Stefan is author of the recently published book The Open Innovation Revolution, and blogs regularly on 15inno.com and stefanlindegaard.com.
We see a lot of commonalities between the open source way and the key concepts of open innovation, and thought inviting Stefan to come share his knowledge about open innovation with the opensource.com audience might be a good way to spur dialog between people in open source and open innovation communities.
In preparation for the webcast, we’ve asked Stefan five questions about subjects he may cover in more detail on September 1.
CHRIS: Early in your book, The Open Innovation Revolution, you share an idea that came out of one of your discussions with innovation leaders: “Embracing the outside requires that you know the inside.” Why do you think companies struggle so much to understand their own internal innovation model? How does this hinder their ability to pursue open innovation strategies?
STEFAN: Companies have chronic issues making innovation happen internally. This has many reasons. Executives might not fully understand innovation, the organization is not trained for innovation or there is just not enough focus on how to make innovation happen. On the latter, I can add that only very few companies actually have an innovation strategy that is aligned with the overall corporate strategy.
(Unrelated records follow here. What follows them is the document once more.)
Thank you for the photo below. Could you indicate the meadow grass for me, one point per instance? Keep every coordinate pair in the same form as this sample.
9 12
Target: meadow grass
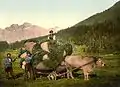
108 76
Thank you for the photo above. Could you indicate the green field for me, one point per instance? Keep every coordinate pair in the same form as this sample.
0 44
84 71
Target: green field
108 76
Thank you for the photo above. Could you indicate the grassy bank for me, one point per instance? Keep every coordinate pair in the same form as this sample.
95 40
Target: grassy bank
108 76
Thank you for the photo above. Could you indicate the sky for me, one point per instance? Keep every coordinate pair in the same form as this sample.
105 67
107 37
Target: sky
50 13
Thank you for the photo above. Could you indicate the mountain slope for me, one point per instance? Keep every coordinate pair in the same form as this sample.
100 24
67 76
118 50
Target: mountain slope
100 32
20 32
109 14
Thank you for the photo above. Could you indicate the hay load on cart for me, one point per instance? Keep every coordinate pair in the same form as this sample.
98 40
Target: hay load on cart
47 54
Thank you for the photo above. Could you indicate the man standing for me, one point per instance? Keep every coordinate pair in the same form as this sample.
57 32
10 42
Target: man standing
8 66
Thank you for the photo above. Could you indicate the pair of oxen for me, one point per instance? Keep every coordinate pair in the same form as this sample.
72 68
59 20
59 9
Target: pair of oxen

If you want to bring in external partners to your innovation process, these partners expect that you have order in your own house. If you fail to work efficiently with these partners nothing happens in terms of outcome. Even worse, the word spreads that you are not a good innovation partner and thus you will have a harder time attracting future partners.
Some companies believe that if they just embrace open innovation, then all their internal innovation issues will be solved. This will not happen. Open innovation is not a holy grail.